Pluralist (Adrian Worsfold) said...

Gosh. Glad I can be of service. I've just posted my most useless blog entry - on shopping.

Unknown said...

What a great post! I started 'following' Cupitt in the early 1980s, and tracked him for about ten years, but he's forever moving on! Never been sure about his non-realism, but the Long-legged-fly is a stunning read.

Anonymous said...

"We humans are accidents of evolution and chaotic events, made different only by awareness and precision of language (as well as use of imprecise language), and as such we set ourselves up against evolving and our ethics struggle against the tendency to tribalism: tackling it via a purpose to serve beyond boundaries."

Good blog. An idea for you to kick around. Sack it if it's no good.

I'm sure we seem to set ourselves against the survival of the fittest to some extent. But evolution, may not only be driven by the 'selfish' survival of a single organism, but, especially once intellect is introduced, by the co-operative survival of the group.

Pluralist (Adrian Worsfold) said...

The Long Legged Fly is one of his best. It's a very good way into Derrida and postmodernism.

We have various pause and stopping off points, but I still see a value in going a long way back as well as back and fully forward.

Erika Baker said...

Bonzo's quote is philosophy. I have never understood why anyone thinks its theology.

What is it that makes people who deny the truth of any religion other than as a man-made concept are still so determined to be seen as THEOlogians?

What's wrong with being a good philosopher?

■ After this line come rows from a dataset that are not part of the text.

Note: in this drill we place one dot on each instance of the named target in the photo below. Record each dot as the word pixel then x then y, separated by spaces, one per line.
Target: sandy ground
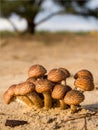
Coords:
pixel 73 52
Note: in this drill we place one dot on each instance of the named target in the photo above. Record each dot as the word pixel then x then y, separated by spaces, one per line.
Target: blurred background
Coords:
pixel 48 15
pixel 53 33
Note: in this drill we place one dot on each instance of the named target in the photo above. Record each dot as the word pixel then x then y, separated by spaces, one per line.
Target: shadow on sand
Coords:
pixel 91 106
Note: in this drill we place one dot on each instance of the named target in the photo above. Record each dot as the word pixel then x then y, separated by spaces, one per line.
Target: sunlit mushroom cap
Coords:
pixel 24 88
pixel 32 80
pixel 9 94
pixel 36 71
pixel 74 97
pixel 85 84
pixel 43 85
pixel 56 75
pixel 59 91
pixel 83 73
pixel 67 73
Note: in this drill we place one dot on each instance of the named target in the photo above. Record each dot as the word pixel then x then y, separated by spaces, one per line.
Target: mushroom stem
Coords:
pixel 25 100
pixel 73 108
pixel 47 99
pixel 34 97
pixel 62 104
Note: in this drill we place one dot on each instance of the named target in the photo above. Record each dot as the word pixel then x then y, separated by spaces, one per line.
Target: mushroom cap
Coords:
pixel 85 84
pixel 67 73
pixel 24 88
pixel 59 91
pixel 9 94
pixel 31 79
pixel 43 85
pixel 74 97
pixel 56 75
pixel 83 73
pixel 36 71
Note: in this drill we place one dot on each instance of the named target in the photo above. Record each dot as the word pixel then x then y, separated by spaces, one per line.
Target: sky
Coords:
pixel 57 23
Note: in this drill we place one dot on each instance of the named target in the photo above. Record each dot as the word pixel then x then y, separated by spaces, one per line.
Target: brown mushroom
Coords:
pixel 56 75
pixel 67 75
pixel 59 92
pixel 24 100
pixel 84 84
pixel 32 80
pixel 44 86
pixel 83 73
pixel 36 71
pixel 74 98
pixel 27 89
pixel 9 94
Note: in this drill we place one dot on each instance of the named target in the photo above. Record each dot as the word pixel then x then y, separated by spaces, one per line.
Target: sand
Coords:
pixel 73 52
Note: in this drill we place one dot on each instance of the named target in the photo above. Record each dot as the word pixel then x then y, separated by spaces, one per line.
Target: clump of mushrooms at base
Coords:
pixel 49 90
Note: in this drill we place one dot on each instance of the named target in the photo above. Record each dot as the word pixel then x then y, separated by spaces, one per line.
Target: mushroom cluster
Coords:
pixel 42 89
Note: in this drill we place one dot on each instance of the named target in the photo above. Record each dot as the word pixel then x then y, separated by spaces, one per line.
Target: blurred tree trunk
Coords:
pixel 31 26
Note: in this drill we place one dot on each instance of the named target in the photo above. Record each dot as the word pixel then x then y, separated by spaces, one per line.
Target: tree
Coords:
pixel 29 9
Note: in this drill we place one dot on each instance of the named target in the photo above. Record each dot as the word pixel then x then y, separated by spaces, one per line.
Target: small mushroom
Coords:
pixel 36 71
pixel 56 75
pixel 84 84
pixel 9 94
pixel 32 80
pixel 59 92
pixel 45 86
pixel 28 89
pixel 67 75
pixel 74 98
pixel 83 73
pixel 24 100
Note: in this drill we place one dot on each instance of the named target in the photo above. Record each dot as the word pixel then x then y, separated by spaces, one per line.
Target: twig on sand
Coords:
pixel 81 116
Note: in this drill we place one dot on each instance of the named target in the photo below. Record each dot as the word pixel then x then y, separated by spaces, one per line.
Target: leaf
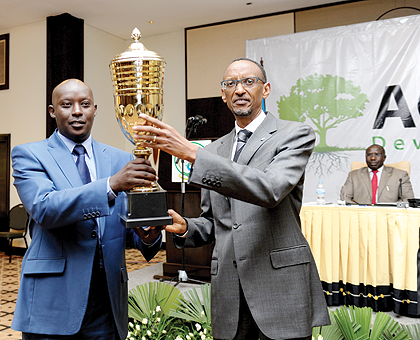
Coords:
pixel 145 298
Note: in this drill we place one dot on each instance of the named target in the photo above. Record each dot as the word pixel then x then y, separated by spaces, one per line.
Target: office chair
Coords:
pixel 18 225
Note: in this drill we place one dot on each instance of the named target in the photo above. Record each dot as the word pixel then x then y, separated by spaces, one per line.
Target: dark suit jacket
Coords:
pixel 57 267
pixel 251 210
pixel 394 186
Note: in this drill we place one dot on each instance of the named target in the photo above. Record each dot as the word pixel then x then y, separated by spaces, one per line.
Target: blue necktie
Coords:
pixel 80 151
pixel 243 136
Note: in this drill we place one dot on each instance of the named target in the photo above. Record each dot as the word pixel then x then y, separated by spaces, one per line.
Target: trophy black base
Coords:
pixel 145 209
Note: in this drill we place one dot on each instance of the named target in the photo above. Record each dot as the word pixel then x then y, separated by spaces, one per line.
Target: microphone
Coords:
pixel 400 190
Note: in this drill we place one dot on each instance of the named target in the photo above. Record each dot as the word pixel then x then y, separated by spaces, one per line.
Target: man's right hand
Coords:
pixel 137 172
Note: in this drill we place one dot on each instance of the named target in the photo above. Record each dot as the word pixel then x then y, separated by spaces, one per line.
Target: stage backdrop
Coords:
pixel 355 85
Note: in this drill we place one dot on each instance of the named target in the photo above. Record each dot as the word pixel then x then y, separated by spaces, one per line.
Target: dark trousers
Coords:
pixel 98 322
pixel 247 328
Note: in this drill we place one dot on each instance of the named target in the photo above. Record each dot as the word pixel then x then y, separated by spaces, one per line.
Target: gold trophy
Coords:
pixel 137 75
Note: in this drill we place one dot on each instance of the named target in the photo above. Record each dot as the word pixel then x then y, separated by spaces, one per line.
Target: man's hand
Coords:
pixel 137 172
pixel 179 225
pixel 164 137
pixel 149 234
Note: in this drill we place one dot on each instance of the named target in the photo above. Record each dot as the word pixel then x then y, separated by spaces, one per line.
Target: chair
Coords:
pixel 18 225
pixel 403 165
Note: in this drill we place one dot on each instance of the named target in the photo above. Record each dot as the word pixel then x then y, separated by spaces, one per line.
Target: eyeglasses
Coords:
pixel 248 82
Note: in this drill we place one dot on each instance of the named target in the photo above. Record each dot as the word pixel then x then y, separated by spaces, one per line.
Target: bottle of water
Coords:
pixel 320 193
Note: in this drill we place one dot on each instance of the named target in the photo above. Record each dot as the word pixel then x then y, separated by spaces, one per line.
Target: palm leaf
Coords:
pixel 413 331
pixel 192 309
pixel 331 332
pixel 145 298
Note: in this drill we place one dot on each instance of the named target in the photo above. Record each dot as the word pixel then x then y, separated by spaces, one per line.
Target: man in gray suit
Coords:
pixel 392 184
pixel 265 282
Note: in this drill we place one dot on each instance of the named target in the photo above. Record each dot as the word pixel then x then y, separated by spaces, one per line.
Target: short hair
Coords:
pixel 256 63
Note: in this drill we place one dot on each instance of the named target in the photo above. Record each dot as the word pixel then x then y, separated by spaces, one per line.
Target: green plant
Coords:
pixel 159 311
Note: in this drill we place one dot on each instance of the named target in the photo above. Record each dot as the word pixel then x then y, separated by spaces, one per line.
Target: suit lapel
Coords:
pixel 385 176
pixel 103 170
pixel 264 132
pixel 225 147
pixel 64 160
pixel 102 160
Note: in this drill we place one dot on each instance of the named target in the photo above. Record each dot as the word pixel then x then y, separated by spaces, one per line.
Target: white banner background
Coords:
pixel 372 56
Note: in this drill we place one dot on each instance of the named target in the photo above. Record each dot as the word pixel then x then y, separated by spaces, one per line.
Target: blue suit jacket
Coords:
pixel 57 267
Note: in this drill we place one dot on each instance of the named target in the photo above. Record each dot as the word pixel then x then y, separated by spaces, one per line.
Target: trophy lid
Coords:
pixel 136 51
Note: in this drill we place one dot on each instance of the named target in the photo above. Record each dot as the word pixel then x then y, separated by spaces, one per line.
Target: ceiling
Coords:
pixel 119 17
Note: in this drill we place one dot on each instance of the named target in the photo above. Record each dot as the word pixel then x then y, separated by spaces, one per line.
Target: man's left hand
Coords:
pixel 149 234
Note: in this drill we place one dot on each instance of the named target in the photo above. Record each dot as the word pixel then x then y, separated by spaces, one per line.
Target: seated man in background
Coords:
pixel 377 183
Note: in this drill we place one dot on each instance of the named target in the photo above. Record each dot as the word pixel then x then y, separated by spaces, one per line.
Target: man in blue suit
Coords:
pixel 74 276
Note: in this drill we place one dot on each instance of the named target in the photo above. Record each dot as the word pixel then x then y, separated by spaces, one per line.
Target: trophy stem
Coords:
pixel 144 153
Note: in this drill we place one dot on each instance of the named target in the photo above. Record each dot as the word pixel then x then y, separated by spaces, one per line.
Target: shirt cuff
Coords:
pixel 159 239
pixel 111 194
pixel 184 235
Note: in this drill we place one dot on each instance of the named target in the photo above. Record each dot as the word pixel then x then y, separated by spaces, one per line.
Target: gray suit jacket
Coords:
pixel 251 210
pixel 394 186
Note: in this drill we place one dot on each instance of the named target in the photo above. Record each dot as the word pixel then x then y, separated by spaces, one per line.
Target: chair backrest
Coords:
pixel 403 165
pixel 18 218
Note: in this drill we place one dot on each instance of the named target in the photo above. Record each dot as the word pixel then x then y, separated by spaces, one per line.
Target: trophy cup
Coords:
pixel 137 76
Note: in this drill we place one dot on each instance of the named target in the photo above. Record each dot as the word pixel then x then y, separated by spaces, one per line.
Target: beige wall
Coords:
pixel 216 46
pixel 22 106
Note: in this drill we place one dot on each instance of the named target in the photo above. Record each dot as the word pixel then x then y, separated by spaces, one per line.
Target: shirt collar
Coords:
pixel 70 144
pixel 379 170
pixel 253 125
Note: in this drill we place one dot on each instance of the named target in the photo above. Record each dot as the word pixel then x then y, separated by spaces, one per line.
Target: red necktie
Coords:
pixel 374 186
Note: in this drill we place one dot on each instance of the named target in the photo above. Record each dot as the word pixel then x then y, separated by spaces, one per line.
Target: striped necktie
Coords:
pixel 80 151
pixel 243 136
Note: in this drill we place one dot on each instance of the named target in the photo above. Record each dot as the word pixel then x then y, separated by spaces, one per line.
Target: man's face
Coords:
pixel 245 101
pixel 73 110
pixel 375 157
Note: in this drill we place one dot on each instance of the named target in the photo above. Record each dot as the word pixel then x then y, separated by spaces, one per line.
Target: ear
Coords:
pixel 223 96
pixel 51 111
pixel 266 90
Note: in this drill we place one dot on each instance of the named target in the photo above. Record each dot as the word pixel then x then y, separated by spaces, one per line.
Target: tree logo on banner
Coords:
pixel 326 101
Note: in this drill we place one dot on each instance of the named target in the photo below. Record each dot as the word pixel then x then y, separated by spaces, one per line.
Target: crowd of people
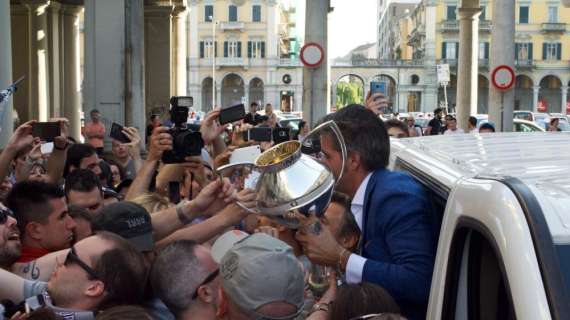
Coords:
pixel 89 234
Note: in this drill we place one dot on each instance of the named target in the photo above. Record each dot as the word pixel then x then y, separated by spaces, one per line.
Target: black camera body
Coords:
pixel 185 141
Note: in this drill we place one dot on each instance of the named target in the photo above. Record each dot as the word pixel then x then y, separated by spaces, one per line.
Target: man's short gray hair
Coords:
pixel 175 275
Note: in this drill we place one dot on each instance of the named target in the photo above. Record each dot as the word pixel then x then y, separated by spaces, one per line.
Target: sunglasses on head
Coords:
pixel 73 258
pixel 4 214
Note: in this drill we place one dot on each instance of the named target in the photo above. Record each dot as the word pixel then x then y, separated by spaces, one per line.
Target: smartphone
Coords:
pixel 281 135
pixel 117 133
pixel 231 114
pixel 46 131
pixel 174 191
pixel 259 134
pixel 246 154
pixel 378 87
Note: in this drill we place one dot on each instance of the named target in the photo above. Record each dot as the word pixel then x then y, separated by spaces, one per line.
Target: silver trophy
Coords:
pixel 289 179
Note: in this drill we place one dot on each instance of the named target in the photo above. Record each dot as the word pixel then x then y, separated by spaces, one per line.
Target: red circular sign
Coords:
pixel 503 77
pixel 312 55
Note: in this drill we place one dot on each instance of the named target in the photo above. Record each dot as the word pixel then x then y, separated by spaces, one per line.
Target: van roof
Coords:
pixel 540 160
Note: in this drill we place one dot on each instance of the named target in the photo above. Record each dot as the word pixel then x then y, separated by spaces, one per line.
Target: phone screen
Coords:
pixel 46 131
pixel 117 133
pixel 231 114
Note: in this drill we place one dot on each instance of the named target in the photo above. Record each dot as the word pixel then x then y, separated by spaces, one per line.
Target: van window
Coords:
pixel 476 287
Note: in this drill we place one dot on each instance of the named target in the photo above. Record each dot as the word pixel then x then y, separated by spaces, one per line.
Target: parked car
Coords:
pixel 502 221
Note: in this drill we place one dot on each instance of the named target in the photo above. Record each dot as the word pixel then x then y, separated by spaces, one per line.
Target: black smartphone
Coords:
pixel 46 131
pixel 231 114
pixel 259 134
pixel 117 133
pixel 281 135
pixel 174 191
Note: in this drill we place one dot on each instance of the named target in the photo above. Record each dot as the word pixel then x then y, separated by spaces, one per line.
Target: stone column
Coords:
pixel 72 97
pixel 467 70
pixel 6 120
pixel 316 82
pixel 564 90
pixel 179 51
pixel 501 104
pixel 38 70
pixel 535 92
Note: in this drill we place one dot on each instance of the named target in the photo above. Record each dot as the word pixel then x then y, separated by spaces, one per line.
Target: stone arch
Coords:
pixel 232 89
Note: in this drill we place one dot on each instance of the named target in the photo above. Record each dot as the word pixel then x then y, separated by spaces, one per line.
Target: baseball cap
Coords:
pixel 258 270
pixel 128 220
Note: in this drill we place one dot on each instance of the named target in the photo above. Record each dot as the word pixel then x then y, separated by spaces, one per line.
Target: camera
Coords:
pixel 185 141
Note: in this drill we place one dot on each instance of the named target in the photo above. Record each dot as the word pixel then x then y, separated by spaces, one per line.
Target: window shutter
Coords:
pixel 529 51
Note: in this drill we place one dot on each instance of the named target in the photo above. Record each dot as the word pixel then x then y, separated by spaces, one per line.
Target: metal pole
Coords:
pixel 213 62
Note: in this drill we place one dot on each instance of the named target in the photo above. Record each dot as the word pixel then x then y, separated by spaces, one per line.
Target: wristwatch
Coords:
pixel 320 307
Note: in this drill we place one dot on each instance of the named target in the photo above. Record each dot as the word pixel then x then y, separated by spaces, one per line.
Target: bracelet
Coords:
pixel 343 259
pixel 180 213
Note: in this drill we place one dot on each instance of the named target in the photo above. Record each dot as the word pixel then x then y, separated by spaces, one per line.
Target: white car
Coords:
pixel 502 202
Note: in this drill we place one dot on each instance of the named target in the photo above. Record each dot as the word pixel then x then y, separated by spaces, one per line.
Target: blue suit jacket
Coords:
pixel 398 239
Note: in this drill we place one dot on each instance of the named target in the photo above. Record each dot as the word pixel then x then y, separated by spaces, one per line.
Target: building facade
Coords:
pixel 243 51
pixel 542 51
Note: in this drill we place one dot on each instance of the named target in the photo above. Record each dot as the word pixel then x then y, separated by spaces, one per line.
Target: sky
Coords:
pixel 352 23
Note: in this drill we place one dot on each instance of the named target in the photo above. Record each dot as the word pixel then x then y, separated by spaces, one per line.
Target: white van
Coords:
pixel 503 201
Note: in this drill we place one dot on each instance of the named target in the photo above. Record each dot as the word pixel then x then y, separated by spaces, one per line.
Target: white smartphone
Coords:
pixel 246 154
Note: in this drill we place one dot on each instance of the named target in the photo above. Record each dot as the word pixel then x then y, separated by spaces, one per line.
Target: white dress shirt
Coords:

Pluralist (Adrian Worsfold) said...

Because the subject is God and what follows, including in its absence, and so this way we have the whole range of theology including that of Mark C. Taylor - very definitely a theologian, for whom God has died into writing.

Erika Baker said...

Yes, I sort of get it.

But if your main thrust is that there isn’t a God and that religion is man made, then you’re only really talking about God in the same sense that atheists forever go on about the God they don’t believe in, and Robert Ian Williams on TA forever talks about Anglicanism. You might as well call Richard Dawkins a theologian.

Pluralist (Adrian Worsfold) said...

I wouldn't call Richard Dawkins a theologian, in that I wouldn't call him a philosopher. But if as an atheist he was to enter into the dialogues of theology, as they exist at whatever end he chooses, then he would be a theologian.